惣流・アスカ・ラングレー「結果だけ見れば正解だった」
最上イズモ「でも怖かっただろ」
アスカの目が少し開く。
ミサトも。
リツコも。
レイも。
イズモは続ける。
最上イズモ「こっちは落ちる側だったからやることがあった。
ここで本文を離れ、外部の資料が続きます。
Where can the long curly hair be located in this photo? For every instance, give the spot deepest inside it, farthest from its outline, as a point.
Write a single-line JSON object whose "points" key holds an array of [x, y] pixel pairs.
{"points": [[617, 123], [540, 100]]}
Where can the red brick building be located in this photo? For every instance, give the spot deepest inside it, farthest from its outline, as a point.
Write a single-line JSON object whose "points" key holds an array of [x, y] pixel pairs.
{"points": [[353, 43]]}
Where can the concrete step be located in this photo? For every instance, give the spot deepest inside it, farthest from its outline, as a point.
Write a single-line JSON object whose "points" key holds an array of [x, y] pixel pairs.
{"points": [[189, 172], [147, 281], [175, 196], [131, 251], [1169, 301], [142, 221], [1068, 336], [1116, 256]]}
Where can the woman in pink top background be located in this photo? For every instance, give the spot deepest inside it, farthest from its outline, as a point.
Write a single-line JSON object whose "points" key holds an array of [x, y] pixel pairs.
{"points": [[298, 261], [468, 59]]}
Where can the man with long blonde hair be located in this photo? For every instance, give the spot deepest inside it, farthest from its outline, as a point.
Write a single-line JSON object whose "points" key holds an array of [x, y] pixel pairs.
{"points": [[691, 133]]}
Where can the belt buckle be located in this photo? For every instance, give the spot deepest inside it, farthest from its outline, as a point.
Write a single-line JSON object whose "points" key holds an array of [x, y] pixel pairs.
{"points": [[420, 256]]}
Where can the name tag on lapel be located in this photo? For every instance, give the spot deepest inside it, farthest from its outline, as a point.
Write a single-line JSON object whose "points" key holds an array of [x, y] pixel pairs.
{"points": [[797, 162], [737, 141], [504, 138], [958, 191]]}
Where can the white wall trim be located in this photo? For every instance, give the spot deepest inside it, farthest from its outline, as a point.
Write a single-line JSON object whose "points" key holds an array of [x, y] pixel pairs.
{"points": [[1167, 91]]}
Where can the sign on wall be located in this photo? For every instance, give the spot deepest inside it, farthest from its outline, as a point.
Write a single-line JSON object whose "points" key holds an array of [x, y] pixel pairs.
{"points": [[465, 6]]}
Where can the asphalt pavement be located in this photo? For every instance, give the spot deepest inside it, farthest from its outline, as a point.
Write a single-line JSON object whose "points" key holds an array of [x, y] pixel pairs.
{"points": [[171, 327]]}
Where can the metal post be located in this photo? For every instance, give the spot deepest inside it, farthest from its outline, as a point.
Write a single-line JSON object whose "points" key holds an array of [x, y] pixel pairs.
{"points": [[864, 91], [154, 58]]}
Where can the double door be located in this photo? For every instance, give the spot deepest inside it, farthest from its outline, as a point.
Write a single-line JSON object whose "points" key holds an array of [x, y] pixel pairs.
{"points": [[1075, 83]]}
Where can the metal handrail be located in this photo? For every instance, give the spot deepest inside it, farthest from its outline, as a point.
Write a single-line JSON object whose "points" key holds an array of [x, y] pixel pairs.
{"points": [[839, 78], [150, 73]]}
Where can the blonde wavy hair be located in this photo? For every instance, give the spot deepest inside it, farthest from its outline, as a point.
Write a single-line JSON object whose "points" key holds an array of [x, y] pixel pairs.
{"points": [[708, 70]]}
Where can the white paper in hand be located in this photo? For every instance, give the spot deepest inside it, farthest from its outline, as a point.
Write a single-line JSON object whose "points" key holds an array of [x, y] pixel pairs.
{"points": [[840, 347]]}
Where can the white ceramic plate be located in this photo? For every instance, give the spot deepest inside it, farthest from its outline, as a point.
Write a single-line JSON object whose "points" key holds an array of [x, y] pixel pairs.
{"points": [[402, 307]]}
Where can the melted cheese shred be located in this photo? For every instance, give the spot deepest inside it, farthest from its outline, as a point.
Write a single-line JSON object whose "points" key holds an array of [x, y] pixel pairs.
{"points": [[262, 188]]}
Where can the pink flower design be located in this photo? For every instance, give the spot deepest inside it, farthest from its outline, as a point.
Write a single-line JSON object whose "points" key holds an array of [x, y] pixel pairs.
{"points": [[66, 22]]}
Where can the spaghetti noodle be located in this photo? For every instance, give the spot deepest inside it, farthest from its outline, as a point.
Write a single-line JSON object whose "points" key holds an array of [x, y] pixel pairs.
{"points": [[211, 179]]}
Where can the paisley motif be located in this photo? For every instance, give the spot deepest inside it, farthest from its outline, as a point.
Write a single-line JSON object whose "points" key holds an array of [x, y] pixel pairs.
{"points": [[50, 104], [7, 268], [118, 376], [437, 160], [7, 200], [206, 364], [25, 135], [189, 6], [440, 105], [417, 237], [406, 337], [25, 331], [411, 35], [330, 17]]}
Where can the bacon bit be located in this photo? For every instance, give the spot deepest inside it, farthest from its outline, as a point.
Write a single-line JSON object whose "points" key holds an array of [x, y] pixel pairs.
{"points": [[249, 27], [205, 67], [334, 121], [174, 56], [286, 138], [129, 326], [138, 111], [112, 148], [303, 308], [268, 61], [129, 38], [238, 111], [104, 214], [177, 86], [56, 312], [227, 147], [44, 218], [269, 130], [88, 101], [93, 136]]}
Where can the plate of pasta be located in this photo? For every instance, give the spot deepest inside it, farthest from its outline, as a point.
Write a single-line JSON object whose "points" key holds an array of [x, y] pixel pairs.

でも残された側は何もできない」
アスカの視線が下がる。
最上イズモ「だから」
惣流・アスカ・ラングレー「……もういい」
最上イズモ「はい」
惣流・アスカ・ラングレー「次は」
一拍。
惣流・アスカ・ラングレー「勝手に決める前に、一秒くらい相談しなさい」
最上イズモ「できる状況なら」
惣流・アスカ・ラングレー「そこで条件つける!?」
最上イズモ「守れない約束したくないので」
惣流・アスカ・ラングレー「腹立つ!」
ミサトが笑う。
短い。
疲れた笑い。
その隣。
レイだけが。
イズモを見ていた。
綾波レイ「碇君」
最上イズモ「はい」
綾波レイ「中で」
間。
綾波レイ「お母さんを見たの?」
部屋の空気が。
また止まった。
イズモは少し考える。
最上イズモ「そう見えた」
綾波レイ「そう」
それだけ。
だが。
レイの顔に。
ほんの一瞬。
何かが通った。
イズモには読み取れなかった。
疑問。
痛み。
懐かしさ。
そのどれでもあり得る。
綾波レイ「どんな人だった?」
今度こそ。
リツコが息を止めた。
イズモはレイを見る。
最上イズモ「……優しそうだった」
綾波レイ「そう」
また。
同じ返事。
なのに。
今度は少し違った。
レイは視線を落とす。
自分の手を見る。
最上イズモはその様子を見て。
胸の奥に。
また別の違和感が生まれる。
碇ユイ。
初号機。
綾波レイ。
碇ゲンドウ。
何かが繋がっている。
だが。
まだ線を引くには情報が足りない。
最上イズモ「……今は考えない方がいいな」
赤木リツコ「賢明ね」
葛城ミサト「珍しく素直」
惣流・アスカ・ラングレー「熱あるんじゃない?」
最上イズモ「正常です」
赤木リツコ「あなたの正常は信用しない」
最上イズモ「ひどい」
医務室に。
小さな笑いが落ちた。
それでも。
部屋の外。
観察窓の向こう。
誰にも見えない位置で。
碇ゲンドウは一人、足を止めていた。
ガラス越しに。
ベッドの上の少年を見る。
碇シンジの顔。
だが。
そこにいるのは。
シンジではない。
その少年が。
ユイを見た。
名前まで口にした。
ゲンドウの指が。
ほんのわずかに。
震えた。
冬月コウゾウ「……碇」
後ろから声。
ゲンドウは振り返らない。
冬月コウゾウ「どうする」
長い沈黙。
碇ゲンドウ「何もしない」
冬月コウゾウ「珍しいな」
碇ゲンドウ「今はな」
ガラスの向こう。
イズモがアスカに何か言い返している。
ミサトが笑う。
レイが静かに見ている。
その光景を。
ゲンドウは数秒だけ見続けた。
碇ゲンドウ「ユイが」
言葉が止まる。
やがて。
低く。
碇ゲンドウ「……あれを守ったのなら」
冬月は答えなかった。
答えられなかった。
ゲンドウも。
それ以上は何も言わない。
二人はただ。
医務室の向こうで生きている。
碇シンジの姿をした異物を。
しばらく。
見ていた。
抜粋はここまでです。